The European Commission has opened formal proceedings to assess if Meta (Facebook and Instagram), may have breached the Digital Services Act.
As regular SCL readers will be aware, Facebook and Instagram were designated as Very Large Online Platforms (VLOPs) on 25 April 2023 under the DSA, as they both have more than 45 million monthly active users in the EU. Therefore, they were required to comply various obligations in the DSA.
The suspected infringements cover Meta’s policies and practices relating to deceptive advertising and political content on its services. They also concern the non-availability of an effective third-party real-time civic discourse and election-monitoring tool before the European Parliament elections.
The Commission also suspects that the mechanism for flagging illegal content on the services well as the user redress and internal complaint-mechanisms do not comply with the DSA and there are shortcomings in Meta’s provision of access to publicly available data to researchers. The proceedings are based on a preliminary analysis of the risk assessment report sent by Meta in September 2023, Meta’s replies to the Commission’s formal Requests for Information (on illegal content and disinformation, data access, subscription for no-ads policy and generative AI), publicly available reports and the Commission’s own analysis.

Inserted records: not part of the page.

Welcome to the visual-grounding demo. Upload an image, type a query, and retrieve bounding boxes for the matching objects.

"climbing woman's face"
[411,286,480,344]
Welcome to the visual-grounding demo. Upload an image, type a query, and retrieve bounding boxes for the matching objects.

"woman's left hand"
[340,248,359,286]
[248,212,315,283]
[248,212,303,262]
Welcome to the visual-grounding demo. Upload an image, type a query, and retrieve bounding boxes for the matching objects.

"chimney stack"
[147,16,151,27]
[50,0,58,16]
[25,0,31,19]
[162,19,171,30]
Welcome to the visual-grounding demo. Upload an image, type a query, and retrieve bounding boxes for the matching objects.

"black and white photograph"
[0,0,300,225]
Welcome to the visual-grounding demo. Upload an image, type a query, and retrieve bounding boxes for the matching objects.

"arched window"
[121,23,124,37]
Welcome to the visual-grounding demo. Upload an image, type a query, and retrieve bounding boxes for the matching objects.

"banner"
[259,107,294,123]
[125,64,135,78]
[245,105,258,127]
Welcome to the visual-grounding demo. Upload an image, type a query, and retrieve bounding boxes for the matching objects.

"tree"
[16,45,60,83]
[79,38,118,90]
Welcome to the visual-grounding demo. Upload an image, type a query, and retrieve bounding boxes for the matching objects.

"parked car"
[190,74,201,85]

The Commission’s investigation will focus on the following areas:
- deceptive advertisements and disinformation;
- visibility of political content;
- the non-availability of an effective third-party real-time civic discourse and election-monitoring tool before European parliament elections and other elections in various member states; and
- the mechanism to flag illegal content.
If proven, these failures would constitute infringements of Articles 14(1), 16(1), 16(5), 16(6), 17(1), 20(1), 20(3), 24(5), 25(1), 34(1), 34(2), 35(1) and 40(12) of the DSA.
The Commission will now carry out an in-depth investigation as a matter of priority. The opening of formal proceedings does not prejudge its outcome. The current opening of proceedings is without prejudice to any other proceeding that the Commission may decide to initiate on any other conduct that may constitute an infringement under the DSA.